Ma lasciamo perdere velocemente il passato: troviamolo questo attaccante, rendiamo più visibile e meno torbida la struttura societaria, facciamo sentire che questa Ars e Labor esiste, perché, ripeto, noi conosciamo solo ed esclusivamente la S.P.A.L., narrazione e sogno di una comunità intera. Domenica mi sembrava pure migliore la birra al barino, ma il Funky dall’alto del suo pragmatismo bolscevico ha detto che forse sono state le endorfine causate dai due gol. E vabbè, prendiamo queste piccole soddisfazioni come gocce di Valium, che assopiscano la rabbia non ancora asciugata per questo schifo di categoria. No amici miei, io non mi abituerò mai all’Eccellenza e mi raccomando, non fatelo neppure voi. Forza vecchio cuore biancazzurro.

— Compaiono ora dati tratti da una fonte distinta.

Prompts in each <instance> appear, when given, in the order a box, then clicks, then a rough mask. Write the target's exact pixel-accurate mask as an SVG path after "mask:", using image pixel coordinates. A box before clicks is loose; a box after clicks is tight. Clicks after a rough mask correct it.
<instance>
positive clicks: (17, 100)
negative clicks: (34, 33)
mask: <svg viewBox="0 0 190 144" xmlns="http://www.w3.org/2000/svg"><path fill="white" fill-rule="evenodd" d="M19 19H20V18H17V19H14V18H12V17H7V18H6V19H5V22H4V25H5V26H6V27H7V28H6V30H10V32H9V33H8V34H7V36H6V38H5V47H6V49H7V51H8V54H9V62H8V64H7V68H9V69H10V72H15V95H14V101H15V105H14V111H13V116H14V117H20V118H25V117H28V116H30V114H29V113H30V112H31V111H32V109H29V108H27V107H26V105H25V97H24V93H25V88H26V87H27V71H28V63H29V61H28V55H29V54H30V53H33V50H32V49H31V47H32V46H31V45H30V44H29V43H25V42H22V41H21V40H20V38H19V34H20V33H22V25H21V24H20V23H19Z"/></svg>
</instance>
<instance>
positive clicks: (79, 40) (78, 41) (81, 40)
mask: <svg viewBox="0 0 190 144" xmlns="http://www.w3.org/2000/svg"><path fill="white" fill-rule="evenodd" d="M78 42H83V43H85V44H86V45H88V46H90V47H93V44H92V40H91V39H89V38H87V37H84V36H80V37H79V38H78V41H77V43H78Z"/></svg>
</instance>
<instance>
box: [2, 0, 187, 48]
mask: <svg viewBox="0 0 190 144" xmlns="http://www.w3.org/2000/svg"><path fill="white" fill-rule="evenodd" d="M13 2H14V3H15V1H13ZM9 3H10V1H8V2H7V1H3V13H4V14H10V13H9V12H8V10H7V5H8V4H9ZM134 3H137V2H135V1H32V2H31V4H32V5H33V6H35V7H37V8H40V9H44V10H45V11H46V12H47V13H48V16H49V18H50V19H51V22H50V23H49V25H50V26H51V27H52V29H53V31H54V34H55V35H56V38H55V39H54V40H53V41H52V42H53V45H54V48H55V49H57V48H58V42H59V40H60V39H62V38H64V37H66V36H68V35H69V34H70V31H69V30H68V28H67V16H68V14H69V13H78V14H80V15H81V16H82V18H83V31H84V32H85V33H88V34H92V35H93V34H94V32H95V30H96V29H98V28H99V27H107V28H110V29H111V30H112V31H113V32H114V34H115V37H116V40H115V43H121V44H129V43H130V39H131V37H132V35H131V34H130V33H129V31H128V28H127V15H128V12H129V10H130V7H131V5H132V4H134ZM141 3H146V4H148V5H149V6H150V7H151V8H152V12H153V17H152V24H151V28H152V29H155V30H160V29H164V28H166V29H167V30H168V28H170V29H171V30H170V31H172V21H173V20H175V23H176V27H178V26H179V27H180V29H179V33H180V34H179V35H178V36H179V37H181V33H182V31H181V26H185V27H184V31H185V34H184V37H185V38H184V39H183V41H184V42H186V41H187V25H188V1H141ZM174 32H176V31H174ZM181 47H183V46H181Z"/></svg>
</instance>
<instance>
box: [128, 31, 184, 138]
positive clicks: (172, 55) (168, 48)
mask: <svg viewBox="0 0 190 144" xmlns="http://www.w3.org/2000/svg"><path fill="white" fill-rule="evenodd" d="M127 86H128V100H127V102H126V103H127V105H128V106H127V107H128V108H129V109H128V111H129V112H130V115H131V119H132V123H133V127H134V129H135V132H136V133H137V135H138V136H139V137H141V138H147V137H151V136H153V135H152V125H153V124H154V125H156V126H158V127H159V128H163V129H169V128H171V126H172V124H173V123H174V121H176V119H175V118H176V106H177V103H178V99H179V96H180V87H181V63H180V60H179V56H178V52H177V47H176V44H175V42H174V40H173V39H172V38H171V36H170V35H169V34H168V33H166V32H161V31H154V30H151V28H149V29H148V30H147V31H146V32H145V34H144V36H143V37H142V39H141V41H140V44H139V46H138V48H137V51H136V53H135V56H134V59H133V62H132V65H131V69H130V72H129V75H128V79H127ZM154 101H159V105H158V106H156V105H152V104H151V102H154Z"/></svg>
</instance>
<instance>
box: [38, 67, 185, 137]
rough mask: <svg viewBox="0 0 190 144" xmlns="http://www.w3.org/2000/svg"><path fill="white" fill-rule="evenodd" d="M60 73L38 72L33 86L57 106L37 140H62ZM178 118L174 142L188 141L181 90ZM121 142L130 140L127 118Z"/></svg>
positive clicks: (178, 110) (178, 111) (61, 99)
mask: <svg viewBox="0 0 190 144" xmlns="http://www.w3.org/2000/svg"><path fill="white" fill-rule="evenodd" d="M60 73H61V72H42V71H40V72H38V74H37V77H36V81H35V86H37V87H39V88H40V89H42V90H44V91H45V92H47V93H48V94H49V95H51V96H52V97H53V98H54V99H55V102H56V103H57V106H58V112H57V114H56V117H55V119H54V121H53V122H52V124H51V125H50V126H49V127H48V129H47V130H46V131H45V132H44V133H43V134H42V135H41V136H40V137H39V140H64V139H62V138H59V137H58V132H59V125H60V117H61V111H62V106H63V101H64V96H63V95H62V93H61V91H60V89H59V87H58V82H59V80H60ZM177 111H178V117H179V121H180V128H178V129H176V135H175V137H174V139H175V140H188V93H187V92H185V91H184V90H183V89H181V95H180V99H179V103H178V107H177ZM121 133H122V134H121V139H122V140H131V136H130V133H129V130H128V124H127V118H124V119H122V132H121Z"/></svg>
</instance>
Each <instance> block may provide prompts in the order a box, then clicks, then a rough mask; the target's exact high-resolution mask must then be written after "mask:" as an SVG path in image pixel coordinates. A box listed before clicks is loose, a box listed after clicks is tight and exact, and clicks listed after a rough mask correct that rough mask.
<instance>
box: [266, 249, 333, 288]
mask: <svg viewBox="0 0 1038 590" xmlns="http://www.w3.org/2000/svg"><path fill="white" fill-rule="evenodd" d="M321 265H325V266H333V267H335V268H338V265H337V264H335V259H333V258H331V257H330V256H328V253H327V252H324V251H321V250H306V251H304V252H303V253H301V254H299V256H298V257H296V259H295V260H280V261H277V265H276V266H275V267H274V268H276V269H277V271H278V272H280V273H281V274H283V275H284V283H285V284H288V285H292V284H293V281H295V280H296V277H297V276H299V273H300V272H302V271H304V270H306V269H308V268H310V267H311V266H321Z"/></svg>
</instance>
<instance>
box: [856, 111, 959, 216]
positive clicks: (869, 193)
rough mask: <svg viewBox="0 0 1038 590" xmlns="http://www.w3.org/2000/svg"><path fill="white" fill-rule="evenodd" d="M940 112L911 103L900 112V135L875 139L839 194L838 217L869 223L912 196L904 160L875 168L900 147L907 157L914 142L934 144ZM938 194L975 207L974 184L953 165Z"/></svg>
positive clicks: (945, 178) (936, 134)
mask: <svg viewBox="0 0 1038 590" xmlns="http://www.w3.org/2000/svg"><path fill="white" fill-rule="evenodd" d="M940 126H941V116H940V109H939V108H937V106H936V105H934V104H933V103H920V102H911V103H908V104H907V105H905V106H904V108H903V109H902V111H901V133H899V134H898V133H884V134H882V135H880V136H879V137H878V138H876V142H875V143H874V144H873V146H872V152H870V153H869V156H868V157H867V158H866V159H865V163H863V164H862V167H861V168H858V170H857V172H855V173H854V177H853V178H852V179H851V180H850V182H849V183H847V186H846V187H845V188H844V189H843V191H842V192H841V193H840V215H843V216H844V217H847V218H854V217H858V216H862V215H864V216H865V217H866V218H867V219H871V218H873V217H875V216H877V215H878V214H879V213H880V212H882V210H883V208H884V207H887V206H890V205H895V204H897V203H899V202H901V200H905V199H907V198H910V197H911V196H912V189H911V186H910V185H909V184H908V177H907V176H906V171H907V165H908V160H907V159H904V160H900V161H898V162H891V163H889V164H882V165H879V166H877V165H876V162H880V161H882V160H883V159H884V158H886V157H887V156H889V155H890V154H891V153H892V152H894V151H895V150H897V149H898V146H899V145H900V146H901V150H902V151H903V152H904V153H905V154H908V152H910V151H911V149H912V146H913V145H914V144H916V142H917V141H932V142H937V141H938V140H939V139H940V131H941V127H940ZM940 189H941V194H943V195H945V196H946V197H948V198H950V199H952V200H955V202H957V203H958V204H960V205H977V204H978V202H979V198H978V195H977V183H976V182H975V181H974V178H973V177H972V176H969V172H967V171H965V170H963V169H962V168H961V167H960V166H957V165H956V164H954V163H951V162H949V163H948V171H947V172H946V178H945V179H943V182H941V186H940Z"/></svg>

— Cristiano Mazzoni è nato nell’autunno caldo del 1969 a Ferrara, in borgata. Ha scritto qualche libro, ma non è scrittore, compone parole in colonna, ma non è poeta, collabora con alcune testate giornalistiche ma non è giornalista. Lavora come impiegato metalmeccanico e scrive di SPAL quando se la sente. Nel 2024 ha pubblicato un libro con alcuni dei suoi scritti pubblicati su LoSpallino.com: a Sergio Floccari, Luca Mora e Leonardo Semplici è piaciuto molto.